Crowdfunding is great – a way for creatives to avoid the hassle of publishing companies and other bureaucratic obstacles, instead simply making what they want and delivering it to fans. And I am not the only one who thinks so. Over the last few years, the crowdfunding phenomenon has exploded, with sites such as Kickstarter, Indiegogo, and Pozible becoming flooded with projects. To help you wade through this flood, I will share with you my pickings from the Tabletop section of Kickstarter, in the hope of providing an interesting and varied sample of projects you may find exciting.
Game of Blame
by Richard Wolfrik Galland
Game of Blame touts itself as ‘A cunning, confrontational card game for aspiring Tudors, Borgias and Lannisters’ – a fitting tagline for a game which looks as though it emulates what would happen if you found yourself in the unfortunate job of royal adviser to Queenie, from Rowan Atkinson’s Blackadder II. The game’s premise is simple – you’ve recently been appointed royal adviser to the queen, but she is a generally furious person as her realm is in a perpetual state of chaos, and she needs someone to blame for the mess. Each player chooses a role – Viceroy, Spymaster, Archbishop, General, Treasurer or Wizard – and draws a hand of cards. Cards which have an emblem matching your role are your responsibility, and thus your goal is to get rid of them. During your turn, you may play between one and three issue cards, or play none and draw three cards. The number of cards you play triggers certain events – for example, if you play no cards you must draw 3, or if you play 1 card, you must draw 1. The game ends when the draw pile is empty, and the player with the least amount of points is the winner! The gameplay of this title looks pleasantly reminiscent of some of my favourite traditional card games (President and Shithead are some that come to mind) but with thoughtful, creative additions to the mechanics.
What can I say? I’m a sucker for court intrigue.
by Jordan Draper
Players take on the role of architects, competing to complete projects and earn more yen than their opponents. The game begins with all site cards being laid out in a grid, according to which Tokyo neighbourhood they belong to. It’s obvious that the game’s creator, Jordan Draper, has a passion for Japanese culture and architecture, as the names of the neighbourhoods and architects are not the only inclusion of Japanese culture in this game. To begin each round, the rules explain that you should say ‘hajimeyo’ (let’s go!), and ‘owari’ (literally ‘the end’) when your building is complete. Each round begins with each player choosing a building site. Then, all players build simultaneously, and the first to complete their building to its set parameters is paid for their work, keeping the site card in victory. Play continues until any player has completed four sites. Yen is totaled, and the player with the most, wins!

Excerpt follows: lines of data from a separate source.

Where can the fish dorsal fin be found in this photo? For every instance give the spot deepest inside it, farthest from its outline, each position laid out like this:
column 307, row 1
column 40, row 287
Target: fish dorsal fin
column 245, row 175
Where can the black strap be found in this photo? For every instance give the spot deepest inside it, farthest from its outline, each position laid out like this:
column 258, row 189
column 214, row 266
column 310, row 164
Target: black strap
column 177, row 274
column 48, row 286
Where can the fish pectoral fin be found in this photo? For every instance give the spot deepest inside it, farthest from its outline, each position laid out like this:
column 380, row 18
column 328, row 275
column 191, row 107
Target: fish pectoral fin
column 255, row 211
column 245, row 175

There are so many things I love about Jutaku – the tiny, compact box and components, the simplicity in concept and design, the Japanese cultural influence, the real-time competitive element of gameplay and, perhaps most of all, the fact that you get to build tiny architectural masterpieces using miniature building blocks. What’s not to love?
by Monocle Society
I was actually toying around making a game with a moving grid mechanic recently, so I was pleasantly surprised to see its successful inclusion in a family friendly game such as this. Dozen’s Donuts definitely leans more towards the ‘family’ than the ‘strategy’ side of the tabletop game spectrum, but a title that does a great and polished job of innovating a classic family game is a great achievement. The less time spent sitting around in awkward silence following family dinner gatherings, and the more time spent playing board games, the better!
by Gonzalo Aquirre Bisi
Traits, or Virtues and Vices are represented by cards, and a game of Overseers consists of 3 rounds. Each round has 3 stages. In the first, drafting phase each player is dealt six cards. Each player will choose one card from their hand to keep and then pass the rest of their hand along. When each player is down to only 2 cards they will choose one to keep and the other will be discarded. Similarly to Sushi Go, different cards grant points in different ways. Some work in tandem with others to score combo points, while others have special effects which activate during later stages of the game.
Next, is the judgement stage. All players place their cards in front of them with 2 face-down and 3 face-up. Players discuss and decide who they think has the strongest combination of cards based on the visible information and then vote according to their opinions. The voted player can either admit or deny their strength (regardless of the truth). If they admit, they must discard 2 cards. The final stage is the Showdown, where everyone reveals all their cards. If you were voted, but denied having the most points, you automatically must discard your two highest scoring cards. If you weren’t lying, you get to take an extra card from the discard. These are the base stages of play. Others would then occur depending on which Overseer characters are in play.
Overseers has a beautiful art style, highly reminiscent of the work of Alphonse Mucha, and it’s mechanics look to be a great blend of strategy and social bluffing. If you’re a fan of Entropy, Sushi Go, or Love Letter, it’s likely you would enjoy Overseers.